Des étudiants mobilisés contre l’échec scolaire
Le 24 septembre 2008, des bénévoles, des parents et des enseignants se réunissent dans toute la France. Le but : esquisser des solutions pour enrayer l’échec scolaire. L’Association de la fondation étudiante pour la ville (AFEV) est à l’origine de cette initiative. Le point sur l’action de ces jeunes engagés contre les inégalités, avec Tanguy Fichou, chargé de communication de l’AFEV.

Pourquoi une telle mobilisation ?
15% des élèves qui entrent en sixième éprouvent de grandes difficultés à lire et à écrire. 1 jeune sur 5 quitte le système scolaire sans diplôme. Et d’une année sur l’autre, la situation reste aussi préoccupante. Pourtant, sur le terrain, de nombreux bénévoles s’investissent pour aider ces enfants et adolescents à surmonter leurs difficultés. Mais il manque une coordination globale.
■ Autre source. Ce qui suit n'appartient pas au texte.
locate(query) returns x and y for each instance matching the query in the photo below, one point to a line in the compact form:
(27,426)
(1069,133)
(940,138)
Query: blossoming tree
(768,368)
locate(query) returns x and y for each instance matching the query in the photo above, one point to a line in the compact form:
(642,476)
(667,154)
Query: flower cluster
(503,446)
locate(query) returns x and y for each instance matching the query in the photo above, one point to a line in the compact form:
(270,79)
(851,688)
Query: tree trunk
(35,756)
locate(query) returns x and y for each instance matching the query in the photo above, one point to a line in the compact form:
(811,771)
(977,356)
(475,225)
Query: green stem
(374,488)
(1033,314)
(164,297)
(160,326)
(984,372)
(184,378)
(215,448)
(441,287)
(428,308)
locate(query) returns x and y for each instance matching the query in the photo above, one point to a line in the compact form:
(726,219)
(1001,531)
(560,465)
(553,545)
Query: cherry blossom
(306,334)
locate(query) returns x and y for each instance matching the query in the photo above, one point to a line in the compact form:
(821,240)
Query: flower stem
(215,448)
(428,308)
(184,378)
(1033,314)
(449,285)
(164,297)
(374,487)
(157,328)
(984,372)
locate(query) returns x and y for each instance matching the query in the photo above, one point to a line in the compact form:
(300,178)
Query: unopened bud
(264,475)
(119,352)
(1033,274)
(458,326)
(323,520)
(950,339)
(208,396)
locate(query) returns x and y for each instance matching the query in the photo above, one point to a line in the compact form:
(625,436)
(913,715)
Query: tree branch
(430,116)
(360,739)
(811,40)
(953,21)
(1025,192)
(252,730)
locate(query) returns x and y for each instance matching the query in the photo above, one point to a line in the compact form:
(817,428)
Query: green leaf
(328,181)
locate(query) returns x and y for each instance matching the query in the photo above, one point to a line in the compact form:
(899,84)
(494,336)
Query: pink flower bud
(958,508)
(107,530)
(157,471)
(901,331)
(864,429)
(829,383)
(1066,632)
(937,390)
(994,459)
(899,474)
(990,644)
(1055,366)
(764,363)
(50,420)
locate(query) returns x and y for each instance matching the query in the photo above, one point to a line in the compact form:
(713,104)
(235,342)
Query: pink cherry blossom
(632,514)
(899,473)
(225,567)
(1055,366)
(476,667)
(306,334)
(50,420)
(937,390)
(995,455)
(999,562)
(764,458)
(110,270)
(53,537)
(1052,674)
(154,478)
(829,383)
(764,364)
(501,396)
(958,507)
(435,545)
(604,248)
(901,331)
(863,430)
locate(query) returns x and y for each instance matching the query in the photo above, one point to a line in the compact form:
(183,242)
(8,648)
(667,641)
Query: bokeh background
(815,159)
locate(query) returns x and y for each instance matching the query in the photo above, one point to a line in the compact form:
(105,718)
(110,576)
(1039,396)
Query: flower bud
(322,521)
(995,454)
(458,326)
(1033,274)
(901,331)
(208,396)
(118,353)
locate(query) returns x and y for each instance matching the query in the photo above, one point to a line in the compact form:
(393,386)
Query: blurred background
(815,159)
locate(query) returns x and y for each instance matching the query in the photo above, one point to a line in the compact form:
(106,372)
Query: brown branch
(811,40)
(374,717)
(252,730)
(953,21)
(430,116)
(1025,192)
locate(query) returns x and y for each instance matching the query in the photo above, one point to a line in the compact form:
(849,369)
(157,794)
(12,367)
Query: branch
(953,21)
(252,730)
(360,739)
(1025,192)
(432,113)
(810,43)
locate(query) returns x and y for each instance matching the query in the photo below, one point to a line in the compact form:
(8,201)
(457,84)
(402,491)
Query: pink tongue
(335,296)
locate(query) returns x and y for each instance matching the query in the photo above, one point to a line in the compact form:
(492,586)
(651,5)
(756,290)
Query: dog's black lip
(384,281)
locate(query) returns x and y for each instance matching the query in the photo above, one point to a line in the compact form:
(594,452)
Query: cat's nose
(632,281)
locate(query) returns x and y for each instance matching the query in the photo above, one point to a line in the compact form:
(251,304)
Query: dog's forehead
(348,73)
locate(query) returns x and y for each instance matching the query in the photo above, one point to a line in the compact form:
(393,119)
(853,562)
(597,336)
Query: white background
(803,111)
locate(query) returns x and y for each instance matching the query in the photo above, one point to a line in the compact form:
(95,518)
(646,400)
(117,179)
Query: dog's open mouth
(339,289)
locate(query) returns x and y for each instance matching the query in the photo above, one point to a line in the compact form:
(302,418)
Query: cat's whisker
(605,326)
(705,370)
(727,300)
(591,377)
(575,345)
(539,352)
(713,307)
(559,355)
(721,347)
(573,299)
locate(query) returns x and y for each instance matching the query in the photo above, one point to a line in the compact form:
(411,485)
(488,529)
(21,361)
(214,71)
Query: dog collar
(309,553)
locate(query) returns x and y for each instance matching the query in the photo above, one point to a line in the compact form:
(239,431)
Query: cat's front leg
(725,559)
Au-delà d’une prise de conscience du problème, il s’agit d’enclencher une vraie dynamique de lutte contre l’échec scolaire au niveau national. Voilà l’objet de la journée du 24 septembre.
Comment interviennent les membres de l’AFEV ?
Nous travaillons avec l’Education nationale. Ce sont les enseignants qui orientent les élèves les plus en difficulté vers l’AFEV. Ils sont pour la plupart inscrits au primaire ou au collège, et abordent une étape cruciale de leur parcours : entrée au CP, passage du CM2 à la sixième, choix d’orientation en troisième... Nous mettons alors en place un accompagnement individualisé : chacun d’entre eux est parrainé par un étudiant, à raison de deux heures par semaine. Le bénévole l’aide dans ses devoirs, lui conseille des méthodes de travail. Mais au-delà du travail scolaire, il organise aussi des activités de découverte éducative : visite de musée, sortie à la bibliothèque...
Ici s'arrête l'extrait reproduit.